Dana Olkkonen, vice-president of TV and film at Vox Media Studios, says her nieces “are obsessed with their Encanto dollhouse,” and it’s easy to see why. The vibrantly colored, triple-decker casita has seven rooms (including two “magical” doors that trigger lights and sounds), and the stairs transform into a slide, just like in the movie. While the set only comes with a Mirabel doll, you can purchase the entire cast separately — including Bruno.
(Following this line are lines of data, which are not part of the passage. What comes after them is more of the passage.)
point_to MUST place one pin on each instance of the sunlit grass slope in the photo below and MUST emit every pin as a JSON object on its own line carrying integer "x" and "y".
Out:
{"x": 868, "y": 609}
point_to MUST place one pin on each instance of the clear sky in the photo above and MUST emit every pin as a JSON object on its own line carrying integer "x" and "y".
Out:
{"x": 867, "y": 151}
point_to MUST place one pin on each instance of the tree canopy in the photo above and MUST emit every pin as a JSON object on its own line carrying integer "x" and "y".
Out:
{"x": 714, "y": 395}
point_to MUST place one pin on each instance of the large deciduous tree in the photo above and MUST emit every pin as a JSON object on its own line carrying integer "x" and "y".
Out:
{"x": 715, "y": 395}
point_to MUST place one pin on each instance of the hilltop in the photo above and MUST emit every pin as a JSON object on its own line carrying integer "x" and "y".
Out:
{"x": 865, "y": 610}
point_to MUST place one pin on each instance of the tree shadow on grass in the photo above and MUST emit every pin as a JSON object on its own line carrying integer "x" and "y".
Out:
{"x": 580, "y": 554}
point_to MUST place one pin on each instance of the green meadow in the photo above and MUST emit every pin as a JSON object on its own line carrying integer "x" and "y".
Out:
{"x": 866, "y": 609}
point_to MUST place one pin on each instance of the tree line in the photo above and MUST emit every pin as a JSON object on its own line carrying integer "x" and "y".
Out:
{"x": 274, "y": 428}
If you don’t have the square footage to spare for a large dollhouse, Alexis Swerdloff, New York deputy editor and mom to a toddler and infant, says this foldable wooden one from Strat-favorite toy-maker Melissa & Doug gets the job done without taking up too much space. “It’s small enough to tuck away, when it’s out you hardly notice it, and it’s the perfect dollhouse for those who might be dollhouse-curious — like if you’re not sure your kid will even like it,” she says. The dollhouse comes with 11 pieces of furniture and two little doll figures. It’s also on the subtle side, design-wise, which should appeal to any parents who’ve reached their limit of brightly colored plastic.
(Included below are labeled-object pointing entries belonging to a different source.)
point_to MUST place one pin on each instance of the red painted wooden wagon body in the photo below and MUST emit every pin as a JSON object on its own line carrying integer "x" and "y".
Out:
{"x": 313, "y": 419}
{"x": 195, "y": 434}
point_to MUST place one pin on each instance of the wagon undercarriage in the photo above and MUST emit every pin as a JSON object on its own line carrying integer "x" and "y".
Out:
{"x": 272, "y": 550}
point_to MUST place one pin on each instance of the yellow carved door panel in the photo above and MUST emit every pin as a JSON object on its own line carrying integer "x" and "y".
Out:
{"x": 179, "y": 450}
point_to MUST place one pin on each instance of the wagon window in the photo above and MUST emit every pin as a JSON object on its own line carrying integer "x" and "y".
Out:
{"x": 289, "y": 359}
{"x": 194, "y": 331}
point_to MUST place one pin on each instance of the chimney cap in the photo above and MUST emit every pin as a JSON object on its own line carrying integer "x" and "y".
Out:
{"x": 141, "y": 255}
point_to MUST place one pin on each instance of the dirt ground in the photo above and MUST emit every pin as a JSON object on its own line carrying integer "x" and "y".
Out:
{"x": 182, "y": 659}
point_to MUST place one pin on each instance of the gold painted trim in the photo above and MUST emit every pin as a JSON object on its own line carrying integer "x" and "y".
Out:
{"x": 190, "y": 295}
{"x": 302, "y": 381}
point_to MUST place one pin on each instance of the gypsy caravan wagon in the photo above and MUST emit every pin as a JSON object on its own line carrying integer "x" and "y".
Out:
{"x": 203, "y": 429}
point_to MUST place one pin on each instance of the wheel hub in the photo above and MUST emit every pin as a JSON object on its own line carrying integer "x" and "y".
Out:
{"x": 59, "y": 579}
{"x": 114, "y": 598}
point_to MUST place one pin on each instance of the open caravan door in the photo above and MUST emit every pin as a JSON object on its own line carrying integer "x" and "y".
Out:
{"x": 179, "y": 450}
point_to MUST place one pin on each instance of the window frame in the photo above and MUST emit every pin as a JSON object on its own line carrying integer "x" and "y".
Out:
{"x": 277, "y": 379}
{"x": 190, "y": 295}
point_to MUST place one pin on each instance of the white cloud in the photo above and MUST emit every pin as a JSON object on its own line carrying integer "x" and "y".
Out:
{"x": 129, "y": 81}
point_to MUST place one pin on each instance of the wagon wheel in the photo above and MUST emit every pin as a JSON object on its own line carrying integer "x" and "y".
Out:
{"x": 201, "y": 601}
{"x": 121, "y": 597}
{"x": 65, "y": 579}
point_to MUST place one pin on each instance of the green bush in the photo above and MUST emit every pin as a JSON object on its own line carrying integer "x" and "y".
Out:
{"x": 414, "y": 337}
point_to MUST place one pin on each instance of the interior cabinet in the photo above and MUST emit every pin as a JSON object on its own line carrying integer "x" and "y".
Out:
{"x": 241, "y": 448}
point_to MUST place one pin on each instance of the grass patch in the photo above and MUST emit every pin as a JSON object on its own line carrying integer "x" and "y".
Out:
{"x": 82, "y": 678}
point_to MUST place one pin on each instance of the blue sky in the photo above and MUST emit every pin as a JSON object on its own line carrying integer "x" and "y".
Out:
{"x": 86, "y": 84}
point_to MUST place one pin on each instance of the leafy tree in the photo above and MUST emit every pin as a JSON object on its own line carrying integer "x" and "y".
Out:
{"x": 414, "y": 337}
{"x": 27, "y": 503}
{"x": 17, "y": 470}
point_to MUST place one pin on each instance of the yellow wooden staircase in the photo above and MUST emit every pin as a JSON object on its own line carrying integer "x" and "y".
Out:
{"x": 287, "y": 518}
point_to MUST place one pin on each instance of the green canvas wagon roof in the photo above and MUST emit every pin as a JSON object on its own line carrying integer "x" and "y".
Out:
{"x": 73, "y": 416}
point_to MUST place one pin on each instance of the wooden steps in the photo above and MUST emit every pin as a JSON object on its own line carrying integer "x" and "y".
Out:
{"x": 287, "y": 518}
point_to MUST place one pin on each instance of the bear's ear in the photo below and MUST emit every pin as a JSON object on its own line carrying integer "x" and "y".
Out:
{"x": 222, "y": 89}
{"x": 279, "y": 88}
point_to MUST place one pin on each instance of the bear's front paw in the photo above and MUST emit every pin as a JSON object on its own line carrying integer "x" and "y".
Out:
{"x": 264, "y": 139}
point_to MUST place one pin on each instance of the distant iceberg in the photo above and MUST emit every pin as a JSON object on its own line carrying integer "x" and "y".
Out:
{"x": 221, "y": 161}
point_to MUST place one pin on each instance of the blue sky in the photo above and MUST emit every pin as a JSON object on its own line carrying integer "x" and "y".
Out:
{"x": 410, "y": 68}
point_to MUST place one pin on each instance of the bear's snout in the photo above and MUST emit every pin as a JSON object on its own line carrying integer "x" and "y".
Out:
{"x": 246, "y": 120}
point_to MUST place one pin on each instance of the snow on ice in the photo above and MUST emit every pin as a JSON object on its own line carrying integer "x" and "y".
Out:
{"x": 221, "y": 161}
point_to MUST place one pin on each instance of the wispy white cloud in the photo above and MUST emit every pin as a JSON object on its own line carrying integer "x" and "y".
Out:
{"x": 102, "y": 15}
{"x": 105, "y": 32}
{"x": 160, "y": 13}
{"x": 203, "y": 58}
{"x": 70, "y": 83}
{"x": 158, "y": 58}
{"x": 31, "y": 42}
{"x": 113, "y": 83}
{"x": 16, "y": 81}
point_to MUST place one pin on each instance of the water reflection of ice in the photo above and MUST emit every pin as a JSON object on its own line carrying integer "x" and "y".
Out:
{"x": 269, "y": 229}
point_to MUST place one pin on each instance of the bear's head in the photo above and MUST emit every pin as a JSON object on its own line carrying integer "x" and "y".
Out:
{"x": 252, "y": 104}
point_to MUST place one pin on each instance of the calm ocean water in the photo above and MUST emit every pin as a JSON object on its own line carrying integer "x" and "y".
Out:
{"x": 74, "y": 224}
Morency Goldman tells us that dollhouses allow kids “to really immerse themselves in their dolls’ worlds” by acting out different scenarios and stories — which is exactly what Kathy Palughi, a mom to a 6-year-old and a 2-year-old, says she appreciates the most about this 53-inch-tall country estate. “We love it because it has an outdoor porch and my oldest and I do everything on our actual porch. Plus it’s big enough so we can literally re-create real events while playing,” she tells us. With four levels, ten rooms, 31 accessories, and interactive features like opening garage doors and a gliding elevator, it provides countless ways for kids to play.